Strangely, however, this understanding of sexual differences goes out the window for elections and leadership. Conservatives and Republicans are often blind to the ways sex may affect a voter’s perception of political leaders and policies, and a political leader’s approach to addressing a given policy problem. To put this into context, in 2018, the Center for Responsive Politics found that women contributed just over $19 million to Republican women congressional candidates, while Democratic women gave more than $159 million. What’s more, they gave more to their female candidates than to male candidates.

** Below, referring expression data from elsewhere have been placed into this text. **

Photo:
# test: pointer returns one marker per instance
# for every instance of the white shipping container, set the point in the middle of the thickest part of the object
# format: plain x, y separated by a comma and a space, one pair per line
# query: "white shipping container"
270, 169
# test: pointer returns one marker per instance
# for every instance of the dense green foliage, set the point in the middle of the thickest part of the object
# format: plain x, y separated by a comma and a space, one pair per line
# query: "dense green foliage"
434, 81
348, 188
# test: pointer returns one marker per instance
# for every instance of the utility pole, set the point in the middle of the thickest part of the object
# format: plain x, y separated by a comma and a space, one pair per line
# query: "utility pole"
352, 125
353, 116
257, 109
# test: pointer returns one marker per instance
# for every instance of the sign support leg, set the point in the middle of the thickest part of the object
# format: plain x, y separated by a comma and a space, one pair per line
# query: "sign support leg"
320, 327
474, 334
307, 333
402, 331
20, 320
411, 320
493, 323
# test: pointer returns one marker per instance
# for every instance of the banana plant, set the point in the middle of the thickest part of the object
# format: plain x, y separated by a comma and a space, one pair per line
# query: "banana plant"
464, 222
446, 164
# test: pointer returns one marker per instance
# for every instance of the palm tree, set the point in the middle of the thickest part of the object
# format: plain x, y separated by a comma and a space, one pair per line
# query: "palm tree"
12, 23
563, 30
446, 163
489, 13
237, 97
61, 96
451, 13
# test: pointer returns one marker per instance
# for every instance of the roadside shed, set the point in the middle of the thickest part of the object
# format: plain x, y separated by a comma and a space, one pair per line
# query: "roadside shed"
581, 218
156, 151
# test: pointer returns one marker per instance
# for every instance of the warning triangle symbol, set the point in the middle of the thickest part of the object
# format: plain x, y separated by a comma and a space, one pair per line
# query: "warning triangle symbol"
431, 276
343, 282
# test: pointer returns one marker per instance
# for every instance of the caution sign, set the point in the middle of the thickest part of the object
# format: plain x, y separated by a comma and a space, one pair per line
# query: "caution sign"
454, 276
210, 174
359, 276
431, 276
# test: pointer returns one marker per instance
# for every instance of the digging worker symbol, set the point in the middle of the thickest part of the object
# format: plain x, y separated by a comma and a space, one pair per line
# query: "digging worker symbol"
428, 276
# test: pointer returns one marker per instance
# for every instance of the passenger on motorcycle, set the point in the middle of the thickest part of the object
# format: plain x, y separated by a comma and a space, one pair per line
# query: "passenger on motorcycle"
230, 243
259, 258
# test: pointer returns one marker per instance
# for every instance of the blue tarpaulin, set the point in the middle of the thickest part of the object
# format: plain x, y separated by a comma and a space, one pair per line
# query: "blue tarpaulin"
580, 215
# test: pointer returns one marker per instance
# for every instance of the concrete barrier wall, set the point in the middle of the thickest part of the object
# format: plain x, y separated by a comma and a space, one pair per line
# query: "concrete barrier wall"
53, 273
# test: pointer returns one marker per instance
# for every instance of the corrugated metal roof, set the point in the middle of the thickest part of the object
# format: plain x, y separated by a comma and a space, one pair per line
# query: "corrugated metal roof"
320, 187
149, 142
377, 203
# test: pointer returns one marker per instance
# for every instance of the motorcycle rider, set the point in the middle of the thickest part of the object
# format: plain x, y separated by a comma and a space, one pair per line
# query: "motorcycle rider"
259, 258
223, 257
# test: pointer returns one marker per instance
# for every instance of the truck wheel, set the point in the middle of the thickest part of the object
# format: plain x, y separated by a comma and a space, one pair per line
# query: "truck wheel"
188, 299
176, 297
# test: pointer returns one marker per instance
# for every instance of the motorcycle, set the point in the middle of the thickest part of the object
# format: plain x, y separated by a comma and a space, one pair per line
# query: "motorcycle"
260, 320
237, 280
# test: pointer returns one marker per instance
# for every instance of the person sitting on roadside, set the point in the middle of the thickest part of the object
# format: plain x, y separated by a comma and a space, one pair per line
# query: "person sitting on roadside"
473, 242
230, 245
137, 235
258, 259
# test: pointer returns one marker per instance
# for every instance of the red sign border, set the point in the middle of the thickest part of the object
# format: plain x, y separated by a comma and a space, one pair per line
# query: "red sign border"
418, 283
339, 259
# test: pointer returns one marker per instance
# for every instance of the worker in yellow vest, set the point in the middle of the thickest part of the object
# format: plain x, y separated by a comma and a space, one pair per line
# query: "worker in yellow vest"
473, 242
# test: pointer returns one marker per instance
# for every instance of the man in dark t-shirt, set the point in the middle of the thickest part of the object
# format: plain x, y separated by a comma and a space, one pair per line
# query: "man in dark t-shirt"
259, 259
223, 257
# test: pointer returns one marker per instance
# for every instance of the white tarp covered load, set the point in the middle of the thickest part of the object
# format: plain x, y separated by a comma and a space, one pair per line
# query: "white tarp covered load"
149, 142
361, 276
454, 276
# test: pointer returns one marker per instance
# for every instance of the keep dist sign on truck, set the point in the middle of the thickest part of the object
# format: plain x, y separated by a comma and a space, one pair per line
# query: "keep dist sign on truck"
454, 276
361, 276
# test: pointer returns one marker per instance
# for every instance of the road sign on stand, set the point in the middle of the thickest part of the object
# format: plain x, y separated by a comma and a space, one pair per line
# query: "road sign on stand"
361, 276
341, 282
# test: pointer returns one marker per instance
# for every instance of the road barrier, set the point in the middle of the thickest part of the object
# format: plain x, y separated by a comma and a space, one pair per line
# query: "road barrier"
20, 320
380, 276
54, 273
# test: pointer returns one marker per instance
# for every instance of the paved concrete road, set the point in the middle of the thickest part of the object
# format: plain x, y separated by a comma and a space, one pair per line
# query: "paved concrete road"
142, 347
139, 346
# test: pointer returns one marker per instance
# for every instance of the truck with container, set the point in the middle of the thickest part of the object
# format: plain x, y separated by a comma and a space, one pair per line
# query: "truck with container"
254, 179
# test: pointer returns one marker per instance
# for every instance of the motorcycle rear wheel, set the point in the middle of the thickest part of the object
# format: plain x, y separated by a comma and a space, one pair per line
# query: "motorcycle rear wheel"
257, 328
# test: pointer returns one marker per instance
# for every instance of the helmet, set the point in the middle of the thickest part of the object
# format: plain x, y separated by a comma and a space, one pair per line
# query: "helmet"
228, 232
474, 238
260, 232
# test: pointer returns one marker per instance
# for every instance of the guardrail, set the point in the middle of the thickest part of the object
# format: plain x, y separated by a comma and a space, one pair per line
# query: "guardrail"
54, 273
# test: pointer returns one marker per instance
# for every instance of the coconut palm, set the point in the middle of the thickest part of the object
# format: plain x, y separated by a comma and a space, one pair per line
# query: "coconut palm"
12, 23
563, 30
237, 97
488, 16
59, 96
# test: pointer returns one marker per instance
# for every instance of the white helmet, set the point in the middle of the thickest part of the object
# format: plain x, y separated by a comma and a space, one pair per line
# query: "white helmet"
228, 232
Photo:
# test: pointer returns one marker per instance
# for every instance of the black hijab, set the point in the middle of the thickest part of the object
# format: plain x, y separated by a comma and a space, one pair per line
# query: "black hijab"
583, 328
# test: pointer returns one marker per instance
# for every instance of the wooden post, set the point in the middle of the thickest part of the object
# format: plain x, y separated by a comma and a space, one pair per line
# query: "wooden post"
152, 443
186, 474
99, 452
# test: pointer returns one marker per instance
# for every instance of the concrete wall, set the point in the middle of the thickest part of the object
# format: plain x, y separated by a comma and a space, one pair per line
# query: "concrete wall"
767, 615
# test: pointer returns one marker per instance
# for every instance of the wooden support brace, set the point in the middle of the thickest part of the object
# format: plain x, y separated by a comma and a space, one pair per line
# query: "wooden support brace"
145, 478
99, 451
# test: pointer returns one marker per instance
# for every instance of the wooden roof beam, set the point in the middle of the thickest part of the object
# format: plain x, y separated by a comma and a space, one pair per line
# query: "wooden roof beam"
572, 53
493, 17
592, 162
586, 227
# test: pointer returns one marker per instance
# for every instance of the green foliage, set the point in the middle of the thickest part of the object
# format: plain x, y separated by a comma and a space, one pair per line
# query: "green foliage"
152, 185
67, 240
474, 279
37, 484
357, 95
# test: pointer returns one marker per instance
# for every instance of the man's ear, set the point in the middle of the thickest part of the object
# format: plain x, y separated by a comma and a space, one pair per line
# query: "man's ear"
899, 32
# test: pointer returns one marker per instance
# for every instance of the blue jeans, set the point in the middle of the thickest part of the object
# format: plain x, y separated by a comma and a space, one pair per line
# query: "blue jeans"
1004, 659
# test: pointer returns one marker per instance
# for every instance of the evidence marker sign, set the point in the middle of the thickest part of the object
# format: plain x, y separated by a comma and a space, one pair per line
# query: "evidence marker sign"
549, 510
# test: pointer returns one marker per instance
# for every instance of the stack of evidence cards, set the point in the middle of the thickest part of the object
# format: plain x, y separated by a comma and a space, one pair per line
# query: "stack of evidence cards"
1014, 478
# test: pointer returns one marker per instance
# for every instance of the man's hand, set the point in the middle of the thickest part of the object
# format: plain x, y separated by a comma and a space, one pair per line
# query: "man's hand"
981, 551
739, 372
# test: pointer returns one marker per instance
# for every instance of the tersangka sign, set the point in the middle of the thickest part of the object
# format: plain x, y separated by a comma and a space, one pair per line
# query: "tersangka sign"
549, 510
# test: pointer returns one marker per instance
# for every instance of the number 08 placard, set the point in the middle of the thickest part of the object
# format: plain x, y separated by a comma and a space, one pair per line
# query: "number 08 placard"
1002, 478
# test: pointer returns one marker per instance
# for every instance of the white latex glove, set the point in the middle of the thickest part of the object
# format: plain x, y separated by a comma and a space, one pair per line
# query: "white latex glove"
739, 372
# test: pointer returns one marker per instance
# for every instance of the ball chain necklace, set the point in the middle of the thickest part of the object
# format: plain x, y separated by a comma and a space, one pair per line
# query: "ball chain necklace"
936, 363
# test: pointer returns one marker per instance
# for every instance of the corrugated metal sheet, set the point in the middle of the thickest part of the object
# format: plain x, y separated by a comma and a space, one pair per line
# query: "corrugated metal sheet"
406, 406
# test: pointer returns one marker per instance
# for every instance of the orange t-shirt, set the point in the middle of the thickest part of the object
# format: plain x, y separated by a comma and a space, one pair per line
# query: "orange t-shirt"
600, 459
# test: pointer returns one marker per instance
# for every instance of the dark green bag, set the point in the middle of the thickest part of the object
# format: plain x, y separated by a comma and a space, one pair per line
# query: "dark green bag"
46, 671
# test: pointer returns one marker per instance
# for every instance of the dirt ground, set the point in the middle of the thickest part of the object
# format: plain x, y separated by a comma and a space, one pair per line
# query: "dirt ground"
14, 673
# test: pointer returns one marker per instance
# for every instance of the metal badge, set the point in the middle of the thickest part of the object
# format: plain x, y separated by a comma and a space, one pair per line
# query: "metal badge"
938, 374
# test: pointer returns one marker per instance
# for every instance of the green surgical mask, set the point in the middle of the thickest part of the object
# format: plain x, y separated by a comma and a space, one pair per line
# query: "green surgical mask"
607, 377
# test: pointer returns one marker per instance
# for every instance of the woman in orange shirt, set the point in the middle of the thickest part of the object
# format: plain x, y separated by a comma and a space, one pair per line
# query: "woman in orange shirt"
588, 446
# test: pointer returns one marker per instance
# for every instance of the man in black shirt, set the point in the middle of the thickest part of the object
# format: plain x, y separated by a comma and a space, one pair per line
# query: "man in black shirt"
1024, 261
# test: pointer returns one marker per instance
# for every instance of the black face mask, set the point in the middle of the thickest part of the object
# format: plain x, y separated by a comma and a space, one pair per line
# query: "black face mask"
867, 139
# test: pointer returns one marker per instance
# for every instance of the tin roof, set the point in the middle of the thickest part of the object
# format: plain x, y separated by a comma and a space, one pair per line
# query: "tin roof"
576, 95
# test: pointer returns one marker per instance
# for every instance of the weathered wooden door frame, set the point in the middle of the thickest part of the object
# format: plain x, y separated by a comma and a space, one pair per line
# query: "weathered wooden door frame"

By all means, I want women and men committed to constitutionally limited small government. But conservatives need to invest more in electing women, because it is likely to improve their performance. Women bring different experiences and perspectives to the table. We face no shortage of extraordinarily difficult problems in the realm of politics. But we are more likely to solve these problems when our political leadership brings a diversity of experiences and perspectives to bear on them.

Image Matters to Voters

In politics, performance is intimately tied up with perception. Image matters. Brand matters. Who voters see in political leadership matters. Nearly 80 percent of the women set to serve in the 116th Congress will be Democrats. (On the state level, the midterms outcome is better––roughly 44 percent of women officeholders are now Republican.) This divide becomes even sharper when we consider women of color––43 women of color will serve in the next Congress, but only one is a Republican.

Democrats can take identity politics too far, suggesting a woman should support a candidate because of their shared sex, or that she should take a certain position on abortion or health care simply because she is female. But the right needs to make its own course correction.

Women voters have been slipping away for years. In the recent midterm elections, Democrats won the women’s vote by a whopping 19 points, with 59 percent of college-educated women supporting Democrats, officially securing the women’s vote.

But the fact is they deserve to win. The GOP’s loss of women voters isn’t the result of a single misstep. The party has failed to engage consistently or effectively with women on important issues like health care and paid leave. Insensitive comments and candidates who appear crass, dismissive, or even abusive toward women certainly don’t help.

But the problem has been made worse by a conspicuous shortage of Republican women lawmakers at the national level. Democrats can thank their progressive feminist allies, who have spent years (and tens of millions of dollars) researching, training, and investing in women candidates. Republicans rely on a few women leaders from time to time––Rep. Cathy McMorris Rodgers or Sen. Susan Collins, for example––but electing women leaders has always been an afterthought at best.

Perhaps now that Republicans have hit rock bottom with female voters, they’ll begin to take the issue of electing more women more seriously. It’s time to make a real effort at identifying, training, and advancing women in the party. Otherwise, the nation will move further toward a political culture in which one’s sex doesn’t just influence our politics, but determines them.